Un film sympathique mais indéniablement vieillot, dans lequel Jean Devaivre propose un biopic de Paul-Louis Courier, écrivain pamphlétaire du XIXème siècle, mort assassiné dans des circonstances troubles.
"La ferme des sept péchés" (drôle de titre, peu évocateur, choisi par les producteurs contre l'avis de Devaivre) se présente donc comme un polar de type whodunit, construit sous forme de flashbacks parfois artificiels, qui cassent un peu le rythme du récit - d'autant que Devaivre ne s'interdit pas quelques séquences dédiées à la nature, aux faux-airs de documentaire animalier.
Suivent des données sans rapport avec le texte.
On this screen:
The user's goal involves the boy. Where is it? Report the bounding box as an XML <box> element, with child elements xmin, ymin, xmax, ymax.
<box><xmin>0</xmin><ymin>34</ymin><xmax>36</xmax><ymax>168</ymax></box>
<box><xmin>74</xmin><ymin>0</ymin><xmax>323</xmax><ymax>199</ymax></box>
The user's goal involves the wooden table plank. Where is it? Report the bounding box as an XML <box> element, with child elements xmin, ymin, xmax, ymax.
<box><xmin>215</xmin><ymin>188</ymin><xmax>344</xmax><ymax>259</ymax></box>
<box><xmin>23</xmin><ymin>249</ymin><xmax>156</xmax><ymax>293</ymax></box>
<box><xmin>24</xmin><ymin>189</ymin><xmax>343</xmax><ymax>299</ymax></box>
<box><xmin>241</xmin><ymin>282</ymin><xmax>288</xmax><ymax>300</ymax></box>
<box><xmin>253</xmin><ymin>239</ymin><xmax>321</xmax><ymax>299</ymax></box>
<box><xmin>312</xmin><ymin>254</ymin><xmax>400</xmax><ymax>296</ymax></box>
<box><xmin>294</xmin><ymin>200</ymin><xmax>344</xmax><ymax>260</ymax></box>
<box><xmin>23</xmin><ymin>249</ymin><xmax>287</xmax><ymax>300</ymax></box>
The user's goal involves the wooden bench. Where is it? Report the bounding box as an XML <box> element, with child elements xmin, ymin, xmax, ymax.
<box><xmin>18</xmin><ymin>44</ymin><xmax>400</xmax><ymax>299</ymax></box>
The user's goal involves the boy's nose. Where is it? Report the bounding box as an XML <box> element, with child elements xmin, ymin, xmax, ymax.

Davantage que l'intrigue policière, l'intérêt du film réside dans sa description politique de la France du début du XIXème, partagée entre monarchistes, bonapartistes et républicains (c'est le cas de Courier), avec toujours un forte influence de l'Eglise, en particulier dans les campagnes.
Le mode de vie rural à cette période semble plutôt bien rendu.
C'est Jacques Dumesnil qui hérite du rôle de Courier, et le comédien peine à donner une cohérence au personnage, dont la dualité semble exagérée (homme doux et bon, puis soudain affreusement avare et acrimonieux). De manière générale, les comédiens ont tendance à surjouer, mais c'est aussi l'époque qui veut ça.
On remarquera toutefois la prestation habitée de Jacques Dufilho en simple d'esprit, ainsi que la solide présence d'Helena Manson, Pierre Renoir ou encore Alfred Adam.
Enfin, signalons que Jean Devaivre signe une mise en scène de bonne tenue, à l'exception d'une musique envahissante de Joseph Kosma, et de quelques effets de montage de mauvais goût.
Le film obtiendra le Léopard d'or au festival de Locarno en 1949.